# Scott rear-end tuning



## skygodmatt (May 24, 2005)

I made her feel just great installing a 27.2 specialized post. Stiff, fast, light and compliant. Perfect on rides over 60 miles now. Climbs like a homesick angel.


----------



## sevencycle (Apr 23, 2006)

skygodmatt said:


> I made her feel just great installing a 27.2 specialized post. Stiff, fast, light and compliant. Perfect on rides over 60 miles now. Climbs like a homesick angel.
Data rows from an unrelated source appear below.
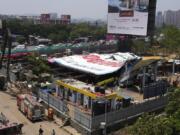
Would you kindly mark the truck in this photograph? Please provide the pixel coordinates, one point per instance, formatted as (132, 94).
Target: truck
(9, 128)
(30, 107)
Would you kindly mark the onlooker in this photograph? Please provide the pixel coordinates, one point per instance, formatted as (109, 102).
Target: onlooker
(41, 130)
(53, 132)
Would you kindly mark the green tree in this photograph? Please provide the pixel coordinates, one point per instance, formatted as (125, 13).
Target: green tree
(171, 38)
(151, 125)
(169, 124)
(21, 39)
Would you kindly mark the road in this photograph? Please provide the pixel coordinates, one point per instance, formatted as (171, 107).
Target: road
(9, 108)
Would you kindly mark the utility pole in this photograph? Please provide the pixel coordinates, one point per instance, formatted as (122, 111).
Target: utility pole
(7, 42)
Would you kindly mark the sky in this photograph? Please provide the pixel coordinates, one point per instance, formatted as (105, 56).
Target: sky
(95, 9)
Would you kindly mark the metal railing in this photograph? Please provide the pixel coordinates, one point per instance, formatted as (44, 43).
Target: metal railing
(61, 107)
(129, 112)
(93, 123)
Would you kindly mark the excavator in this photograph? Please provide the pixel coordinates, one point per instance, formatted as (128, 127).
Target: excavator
(6, 44)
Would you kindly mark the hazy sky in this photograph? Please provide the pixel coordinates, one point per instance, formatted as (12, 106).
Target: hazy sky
(77, 8)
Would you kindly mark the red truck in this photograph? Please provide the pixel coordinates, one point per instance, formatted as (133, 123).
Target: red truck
(30, 107)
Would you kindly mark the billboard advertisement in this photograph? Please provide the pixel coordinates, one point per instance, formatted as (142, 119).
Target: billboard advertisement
(128, 17)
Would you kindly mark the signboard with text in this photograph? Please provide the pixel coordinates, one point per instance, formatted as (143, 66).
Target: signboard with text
(128, 17)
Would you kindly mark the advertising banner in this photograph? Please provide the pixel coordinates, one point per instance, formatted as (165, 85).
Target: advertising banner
(97, 64)
(128, 17)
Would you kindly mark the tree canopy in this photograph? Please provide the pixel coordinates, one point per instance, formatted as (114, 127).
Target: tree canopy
(167, 124)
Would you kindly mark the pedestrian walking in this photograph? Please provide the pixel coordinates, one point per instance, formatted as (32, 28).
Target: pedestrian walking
(53, 132)
(41, 130)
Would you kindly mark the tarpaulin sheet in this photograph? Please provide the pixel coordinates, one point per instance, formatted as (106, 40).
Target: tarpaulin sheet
(97, 64)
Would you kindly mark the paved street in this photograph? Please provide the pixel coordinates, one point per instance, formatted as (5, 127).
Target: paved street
(9, 108)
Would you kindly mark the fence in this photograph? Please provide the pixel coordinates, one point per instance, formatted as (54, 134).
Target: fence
(127, 113)
(61, 107)
(93, 123)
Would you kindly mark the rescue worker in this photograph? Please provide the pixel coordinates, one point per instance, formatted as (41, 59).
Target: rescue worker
(41, 130)
(53, 132)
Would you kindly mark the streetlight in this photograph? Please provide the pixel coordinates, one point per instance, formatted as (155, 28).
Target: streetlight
(103, 125)
(0, 24)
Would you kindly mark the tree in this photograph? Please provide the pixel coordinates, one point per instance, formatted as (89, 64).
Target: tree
(21, 39)
(168, 124)
(171, 38)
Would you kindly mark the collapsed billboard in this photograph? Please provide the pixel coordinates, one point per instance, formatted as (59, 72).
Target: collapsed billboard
(97, 64)
(128, 17)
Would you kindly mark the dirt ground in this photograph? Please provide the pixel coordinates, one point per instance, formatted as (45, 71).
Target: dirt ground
(9, 109)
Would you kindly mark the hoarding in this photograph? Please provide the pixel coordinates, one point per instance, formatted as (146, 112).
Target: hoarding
(97, 64)
(128, 17)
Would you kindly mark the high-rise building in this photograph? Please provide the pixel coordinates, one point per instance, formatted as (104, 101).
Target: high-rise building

A few people told me and I called Scott USA that shim seatpost voids warranty. even if bike is out of warranty period you might think twice as per longevity of frame. I have that post on singlespeed and saved some weight by switching out heavy steel adjuster bolt.


----------



## skygodmatt (May 24, 2005)

*Interesting*

Hmmm....I don't see what would be the problem. The shim goes down into the tube 10cm well past the minimum limit of the seat post and fits snug. The ride is perfect now. Perhaps that's why on their new addict, they did away with the mono stay rear end. The CR1 frame is stiff and fast but needed a tad more compliance.


----------



## sevencycle (Apr 23, 2006)

skygodmatt said:


> Hmmm....I don't see what would be the problem. The shim goes down into the tube 10cm well past the minimum limit of the seat post and fits snug. The ride is perfect now. Perhaps that's why on their new addict, they did away with the mono stay rear end. The CR1 frame is stiff and fast but needed a tad more compliance.
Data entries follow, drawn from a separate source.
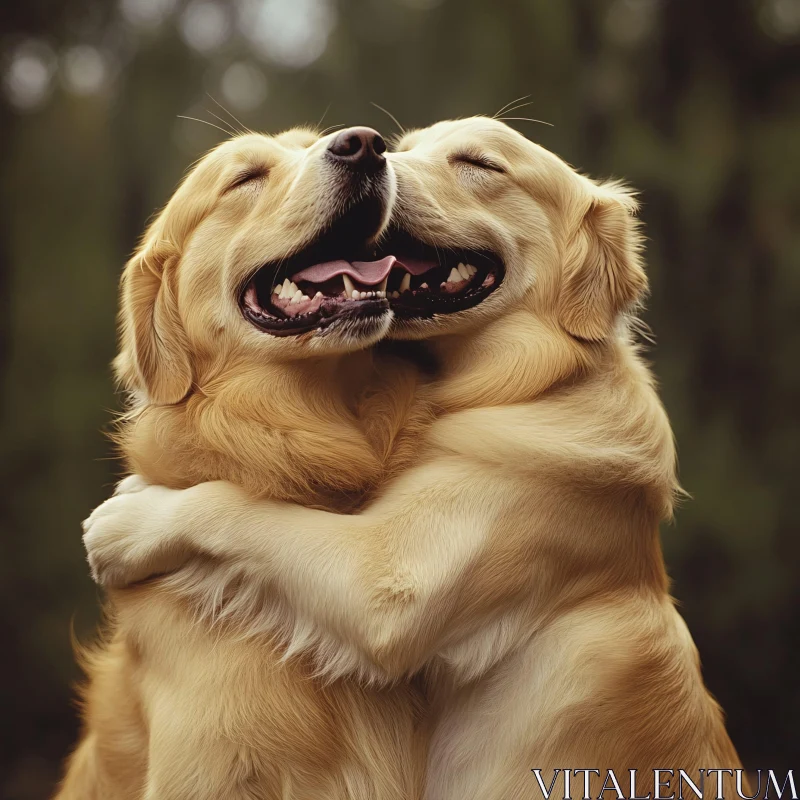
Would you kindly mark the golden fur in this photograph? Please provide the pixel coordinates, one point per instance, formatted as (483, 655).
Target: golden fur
(214, 399)
(513, 558)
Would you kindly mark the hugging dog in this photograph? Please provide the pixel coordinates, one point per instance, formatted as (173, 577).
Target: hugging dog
(516, 561)
(176, 709)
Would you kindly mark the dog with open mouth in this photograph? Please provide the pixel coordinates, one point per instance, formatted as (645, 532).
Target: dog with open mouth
(515, 560)
(280, 393)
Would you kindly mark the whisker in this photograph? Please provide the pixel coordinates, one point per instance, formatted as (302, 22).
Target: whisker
(233, 131)
(324, 114)
(331, 128)
(235, 119)
(516, 107)
(205, 122)
(506, 106)
(526, 119)
(390, 115)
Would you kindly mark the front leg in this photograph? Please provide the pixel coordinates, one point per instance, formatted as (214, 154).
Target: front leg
(416, 573)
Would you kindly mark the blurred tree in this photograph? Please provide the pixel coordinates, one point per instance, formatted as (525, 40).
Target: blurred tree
(696, 104)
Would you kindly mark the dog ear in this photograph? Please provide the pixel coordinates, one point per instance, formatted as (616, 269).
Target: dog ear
(154, 353)
(603, 274)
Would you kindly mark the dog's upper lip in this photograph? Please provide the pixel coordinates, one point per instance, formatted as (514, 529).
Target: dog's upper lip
(369, 273)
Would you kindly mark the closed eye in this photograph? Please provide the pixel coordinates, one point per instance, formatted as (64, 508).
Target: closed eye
(476, 160)
(247, 176)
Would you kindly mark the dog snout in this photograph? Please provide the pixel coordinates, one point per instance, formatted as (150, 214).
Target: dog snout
(360, 149)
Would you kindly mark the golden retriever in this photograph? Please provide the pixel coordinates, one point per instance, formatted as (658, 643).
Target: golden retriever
(288, 406)
(516, 561)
 Interview David Miller said Addict was stiffer and Cr1 was comfy.I dont have weight or watts to flex either one


----------



## sevencycle (Apr 23, 2006)

skygodmatt said:


> Hmmm....I don't see what would be the problem. The shim goes down into the tube 10cm well past the minimum limit of the seat post and fits snug. The ride is perfect now. Perhaps that's why on their new addict, they did away with the mono stay rear end. The CR1 frame is stiff and fast but needed a tad more compliance.
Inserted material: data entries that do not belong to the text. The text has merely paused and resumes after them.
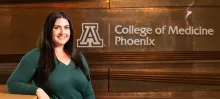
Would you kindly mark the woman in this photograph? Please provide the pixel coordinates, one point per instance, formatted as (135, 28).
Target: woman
(57, 70)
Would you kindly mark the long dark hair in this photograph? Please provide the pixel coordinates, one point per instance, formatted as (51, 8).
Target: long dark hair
(47, 55)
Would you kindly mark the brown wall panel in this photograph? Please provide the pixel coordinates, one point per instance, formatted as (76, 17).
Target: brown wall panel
(72, 4)
(26, 25)
(161, 3)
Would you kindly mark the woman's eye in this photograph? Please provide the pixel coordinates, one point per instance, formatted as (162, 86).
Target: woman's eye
(56, 27)
(67, 27)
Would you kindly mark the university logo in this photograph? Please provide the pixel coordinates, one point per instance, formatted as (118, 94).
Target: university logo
(90, 37)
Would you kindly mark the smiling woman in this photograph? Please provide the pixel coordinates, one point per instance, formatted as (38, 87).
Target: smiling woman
(56, 69)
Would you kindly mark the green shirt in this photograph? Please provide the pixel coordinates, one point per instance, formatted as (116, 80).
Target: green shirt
(65, 81)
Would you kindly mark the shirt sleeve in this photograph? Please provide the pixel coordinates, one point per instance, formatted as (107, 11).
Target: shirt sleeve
(19, 79)
(88, 92)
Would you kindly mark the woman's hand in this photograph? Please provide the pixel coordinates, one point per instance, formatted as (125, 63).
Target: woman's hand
(41, 94)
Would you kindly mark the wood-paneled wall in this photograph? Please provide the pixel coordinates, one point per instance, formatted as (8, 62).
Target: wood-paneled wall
(177, 67)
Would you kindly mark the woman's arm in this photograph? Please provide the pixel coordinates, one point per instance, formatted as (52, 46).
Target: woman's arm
(18, 81)
(88, 92)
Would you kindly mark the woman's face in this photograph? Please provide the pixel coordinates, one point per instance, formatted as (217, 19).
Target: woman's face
(61, 32)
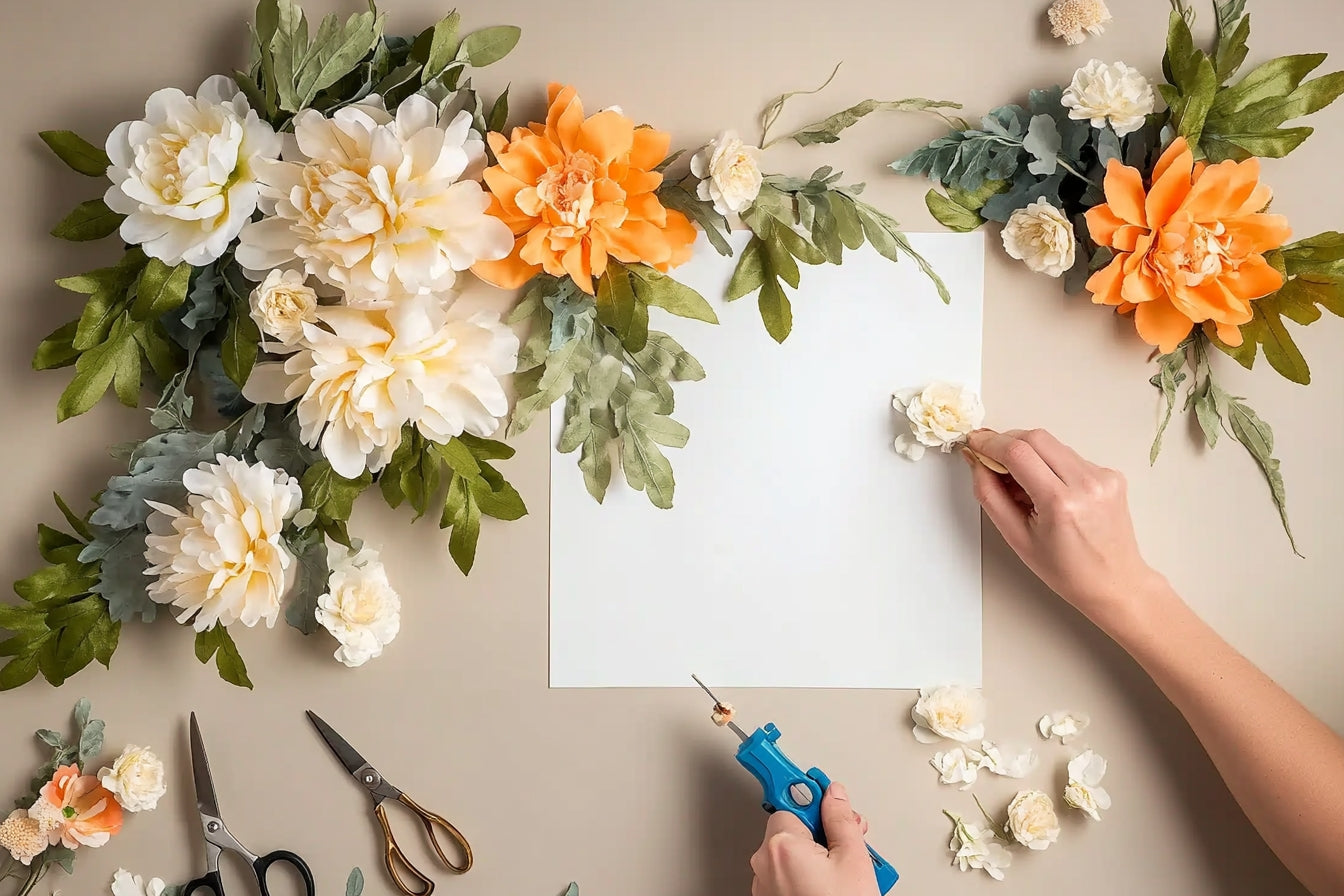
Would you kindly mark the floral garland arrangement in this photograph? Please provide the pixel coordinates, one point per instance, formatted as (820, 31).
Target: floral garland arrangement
(1160, 214)
(295, 238)
(70, 808)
 It could take more torque on collar bolt and frame to squeeze both gaps in shim and frame to secure seatpost. That was my theory and reason to go 31.6. My shim went past top tube also. That was my own theory as Scott USA could not give reason why just "voids warranty".


----------



## Piles (Jun 25, 2004)

sevencycle said:


> Interview David Miller said Addict was stiffer and Cr1 was comfy.I dont have weight or watts to flex either one


I don't think they have either. Im sure if they say that the addict is stiffer that it probably is but probably only noticable on a test rig. Besides, as much as i love my CR1 and wont be changing any time soon, it puts a smile on my face to hear somebody refer to the CR1 as the more comfortable model when comparing two bikes.


----------